Beth Israel Deaconess Creates a Comprehensive Cancer Center

The new program is called the Pancreatic Cancer Center.

Beth Israel Deaconess Medical Center (BIDMC) is creating a multidisciplinary approach to one of the most challenging cancers—pancreatic cancer.

The Cancer Center at BIDMC is a clinical, research, and educational organization, where multidisciplinary teams of physicians “collaborate to design and deliver an individual care plan for each patient.”

According to BIDMC reps, the heart of the Pancreatic Cancer Center is a multidisciplinary approach team of doctors in the key pancreatic cancer disciplines: gastroenterology, medical oncology, radiation oncology, and surgery. In addition, the team has developed procedures to support patients and their families in making the difficult decisions and choices that come with treatment.

“Pancreatic cancer is one of the most challenging types of cancer,” said Dr.
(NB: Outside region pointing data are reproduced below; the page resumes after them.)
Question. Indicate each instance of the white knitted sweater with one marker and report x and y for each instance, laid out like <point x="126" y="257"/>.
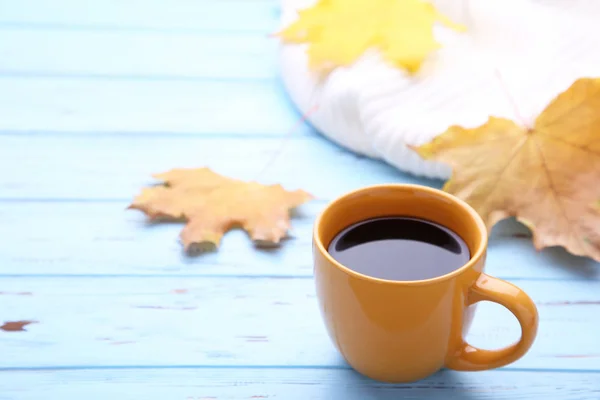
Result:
<point x="516" y="56"/>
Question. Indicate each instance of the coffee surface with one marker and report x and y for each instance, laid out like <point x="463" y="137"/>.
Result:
<point x="399" y="248"/>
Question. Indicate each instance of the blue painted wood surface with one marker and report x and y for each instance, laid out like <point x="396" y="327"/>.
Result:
<point x="97" y="96"/>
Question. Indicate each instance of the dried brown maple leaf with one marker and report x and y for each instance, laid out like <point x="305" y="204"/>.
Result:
<point x="547" y="176"/>
<point x="213" y="204"/>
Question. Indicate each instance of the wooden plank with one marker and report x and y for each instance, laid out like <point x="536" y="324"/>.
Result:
<point x="290" y="384"/>
<point x="89" y="105"/>
<point x="245" y="322"/>
<point x="180" y="15"/>
<point x="62" y="238"/>
<point x="116" y="167"/>
<point x="136" y="55"/>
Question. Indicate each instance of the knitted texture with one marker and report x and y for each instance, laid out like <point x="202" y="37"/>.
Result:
<point x="515" y="58"/>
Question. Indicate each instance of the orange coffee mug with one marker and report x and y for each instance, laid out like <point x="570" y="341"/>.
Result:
<point x="402" y="331"/>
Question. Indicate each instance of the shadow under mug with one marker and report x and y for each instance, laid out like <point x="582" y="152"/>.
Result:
<point x="402" y="331"/>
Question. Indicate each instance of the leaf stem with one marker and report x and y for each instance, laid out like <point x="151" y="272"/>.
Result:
<point x="303" y="118"/>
Pier Palo Pandolfi, director of the Cancer Center at BIDMC. “We have assembled one of the world’s most effective interdisciplinary teams to treat patients and to advance the frontiers of pancreatic science and clinical care.”
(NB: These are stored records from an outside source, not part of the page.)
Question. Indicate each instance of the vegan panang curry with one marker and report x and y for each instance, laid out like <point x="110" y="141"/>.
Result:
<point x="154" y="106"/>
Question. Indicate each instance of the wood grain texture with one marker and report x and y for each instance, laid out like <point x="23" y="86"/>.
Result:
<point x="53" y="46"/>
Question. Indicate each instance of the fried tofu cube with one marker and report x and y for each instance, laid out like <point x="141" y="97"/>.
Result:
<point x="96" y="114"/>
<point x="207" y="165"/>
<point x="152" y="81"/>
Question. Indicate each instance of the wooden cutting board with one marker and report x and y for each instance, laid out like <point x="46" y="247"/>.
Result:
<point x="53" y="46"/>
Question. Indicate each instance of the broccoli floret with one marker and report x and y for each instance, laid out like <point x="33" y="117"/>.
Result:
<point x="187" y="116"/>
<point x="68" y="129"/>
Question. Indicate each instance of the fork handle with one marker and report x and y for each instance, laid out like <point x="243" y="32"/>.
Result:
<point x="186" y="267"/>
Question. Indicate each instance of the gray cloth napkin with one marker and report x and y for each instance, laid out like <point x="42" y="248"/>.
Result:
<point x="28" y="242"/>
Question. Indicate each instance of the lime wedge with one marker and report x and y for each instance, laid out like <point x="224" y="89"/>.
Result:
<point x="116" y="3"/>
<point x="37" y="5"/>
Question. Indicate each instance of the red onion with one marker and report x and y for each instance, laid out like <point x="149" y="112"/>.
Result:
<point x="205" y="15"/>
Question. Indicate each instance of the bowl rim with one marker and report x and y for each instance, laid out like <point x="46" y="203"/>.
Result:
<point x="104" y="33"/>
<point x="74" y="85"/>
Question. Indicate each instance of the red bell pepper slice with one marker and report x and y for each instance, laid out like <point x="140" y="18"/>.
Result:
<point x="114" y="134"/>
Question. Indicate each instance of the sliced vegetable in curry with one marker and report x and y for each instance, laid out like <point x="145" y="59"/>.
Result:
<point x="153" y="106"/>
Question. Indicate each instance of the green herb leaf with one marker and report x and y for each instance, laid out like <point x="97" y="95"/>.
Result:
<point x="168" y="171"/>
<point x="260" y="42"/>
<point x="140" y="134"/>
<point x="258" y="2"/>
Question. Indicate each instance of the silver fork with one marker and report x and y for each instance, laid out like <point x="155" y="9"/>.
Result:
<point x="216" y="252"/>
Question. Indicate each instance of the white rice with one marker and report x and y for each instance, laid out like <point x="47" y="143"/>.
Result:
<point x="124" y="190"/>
Reps say that the new Center will provide minimally invasive care in an efficient manner so that patients can direct all their energy to getting well, rather than focusing on paperwork and logistics.

“The careful organization of this program around the needs of patients and families is the result of extraordinary leadership from gastroenterologists, medical and radiation oncologists, surgeons, pathologists, radiologists, nurses, administrators and supportive services,” Pandolfi says. “We are grateful both for their exceptional clinical skills and for their commitment to supporting the full range of human needs at a difficult time in patients’ lives.”

According to a news report by BIDMC, the Pancreatic Cancer Center is unique in many ways:

  • Its gastroenterologists perform more advanced endoscopic retrograde cholangiopancreatograms (ERCPs) – sophisticated diagnostic procedures – than any other hospital in New England
  • The Center’s surgeons performed the first robotic-assisted pancreatectomy in Boston.
  • The Center’s radiation oncologists were the first and remain the most experienced clinical team in New England to offer the non-surgical CyberKnife radiotherapy system for inoperable pancreatic cancers.
  • The Center’s clinical and research teams implement the latest research technology, propagating individual patient tumors in a patient-derived xenograft (PDX) or “patient Avatar” setting. This allows for evaluation of novel combination therapies tailored to meet the precise treatment needs of individual patients.